La intención, y por ahora no pasa de ahí, es, en mi caso, desarrollar el mapa de forma más adecuada, buscando divisiones históricas de los territorios que puedan responder a la topografía, comprobar si hay puntos más importantes en cada territorio que las ciudades marcadas... pero en general el resultado es muy agradable, estamos bastante contentos y, principalmente, lo que habría de cerrarse es el tema reglas y ponerlo en algún documento bonito.

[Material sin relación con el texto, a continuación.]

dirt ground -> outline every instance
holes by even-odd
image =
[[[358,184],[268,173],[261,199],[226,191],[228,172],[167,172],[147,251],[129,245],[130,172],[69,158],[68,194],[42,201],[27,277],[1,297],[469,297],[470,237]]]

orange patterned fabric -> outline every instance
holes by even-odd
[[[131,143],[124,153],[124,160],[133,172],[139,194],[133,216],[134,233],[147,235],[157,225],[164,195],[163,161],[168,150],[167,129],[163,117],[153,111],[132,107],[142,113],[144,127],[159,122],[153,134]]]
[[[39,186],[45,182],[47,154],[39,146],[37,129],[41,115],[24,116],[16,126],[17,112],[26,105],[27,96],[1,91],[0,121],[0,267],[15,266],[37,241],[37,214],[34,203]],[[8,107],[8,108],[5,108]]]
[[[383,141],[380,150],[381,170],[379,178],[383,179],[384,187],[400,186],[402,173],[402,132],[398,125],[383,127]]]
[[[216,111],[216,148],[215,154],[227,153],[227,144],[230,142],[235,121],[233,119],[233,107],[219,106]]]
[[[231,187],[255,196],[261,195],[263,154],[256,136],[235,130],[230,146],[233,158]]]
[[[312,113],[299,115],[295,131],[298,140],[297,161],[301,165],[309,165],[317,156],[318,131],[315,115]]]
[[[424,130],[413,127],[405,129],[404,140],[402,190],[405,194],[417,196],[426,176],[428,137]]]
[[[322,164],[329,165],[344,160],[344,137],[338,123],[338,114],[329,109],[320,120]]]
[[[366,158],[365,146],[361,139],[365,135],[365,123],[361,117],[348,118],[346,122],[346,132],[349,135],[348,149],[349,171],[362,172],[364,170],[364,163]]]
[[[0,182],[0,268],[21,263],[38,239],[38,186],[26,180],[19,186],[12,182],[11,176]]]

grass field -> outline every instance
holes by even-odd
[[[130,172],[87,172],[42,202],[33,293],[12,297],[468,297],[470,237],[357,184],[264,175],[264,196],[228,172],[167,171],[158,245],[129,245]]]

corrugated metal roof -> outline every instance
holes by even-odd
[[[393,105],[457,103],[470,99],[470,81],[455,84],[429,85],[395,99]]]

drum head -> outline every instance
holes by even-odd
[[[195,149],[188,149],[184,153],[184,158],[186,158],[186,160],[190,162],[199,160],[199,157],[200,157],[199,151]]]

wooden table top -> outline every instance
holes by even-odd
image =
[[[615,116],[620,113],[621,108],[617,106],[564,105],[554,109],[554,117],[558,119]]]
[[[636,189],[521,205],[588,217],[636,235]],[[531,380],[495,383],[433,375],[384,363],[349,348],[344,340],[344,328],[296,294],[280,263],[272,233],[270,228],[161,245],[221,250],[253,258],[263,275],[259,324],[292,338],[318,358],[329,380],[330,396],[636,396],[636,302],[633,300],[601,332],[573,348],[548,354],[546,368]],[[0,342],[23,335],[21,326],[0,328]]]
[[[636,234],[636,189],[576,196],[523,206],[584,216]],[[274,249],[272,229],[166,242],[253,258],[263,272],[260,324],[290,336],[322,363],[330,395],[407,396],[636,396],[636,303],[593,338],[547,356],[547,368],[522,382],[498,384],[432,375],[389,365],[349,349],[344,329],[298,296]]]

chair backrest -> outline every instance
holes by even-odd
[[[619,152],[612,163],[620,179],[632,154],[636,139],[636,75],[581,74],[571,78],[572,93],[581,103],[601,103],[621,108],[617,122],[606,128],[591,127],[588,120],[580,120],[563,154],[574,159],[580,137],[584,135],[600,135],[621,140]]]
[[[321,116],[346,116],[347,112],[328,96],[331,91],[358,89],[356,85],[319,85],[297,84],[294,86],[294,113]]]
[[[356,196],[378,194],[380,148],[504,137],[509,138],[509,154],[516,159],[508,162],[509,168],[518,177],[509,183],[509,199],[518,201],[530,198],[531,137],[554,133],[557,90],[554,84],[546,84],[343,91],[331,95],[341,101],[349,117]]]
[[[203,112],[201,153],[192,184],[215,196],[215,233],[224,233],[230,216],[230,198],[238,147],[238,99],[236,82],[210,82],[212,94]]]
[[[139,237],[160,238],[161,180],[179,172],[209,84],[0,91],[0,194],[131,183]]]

Ha resultado ser una campaña amable, ideal para lo que tenía que servir, y que espero que os sirva. De nuevo, el mapa es para quien quiera usarlo. Aunque insisto que no va más allá de lo que se ha comentado, cualquier comentario es bienvenido.

Igcaspe

Fue una campaña genial en la que pude participar muy poco, pero que sirvió para enseñar a jugar a al menos 2 jugadores más y, con suerte, que se animen a participar en el futuros encuentros.

Gracias por el curro y por compartir el desarrollo previo de lo que técnicamente ha sido el primer evento "público" de DBA del año (aunque el anfitrión no me dejase incluirlo en el calendario jeje) >_<

Elmoth

Ha estado muy bien! Y jugar con ejércitos de 2mm ha sido un tremendo PLUS a la actividad, ya que esos ejércitos de picas a 2mm quedan BRUTALES. Y al ser sucesores con 6 emementos pesados y penalizando llevar mucho paqui y knight, salieron batallas muy equilibradas. Me ha gustado mucho. Graxias por montarlo!!  :vik

Arkein

Haber podido introducir a gente al juego ya hace que merezca la pena, sin duda.

Y creo que ambos mensajes se unen bien, ya que una introducción con una batalla equilibrada de por sí, lo hace mejor. Estoy de acuerdo, igual que lo vimos en nuestro escenario de torneo con los ejércitos sucesores de 2mm, en que son batallas entretenidas, equilibradas, y sencillas de jugar para este tipo de situaciones, aunque te permitan meterte al barro si toca.

Juanpelvis

Muchas gracias por haberlo organizado. Yo al final nunca tuve el momento para entrar en este fregado (ni en tantos otros...), pero me alegra haber visto que ha funcionado tan bien.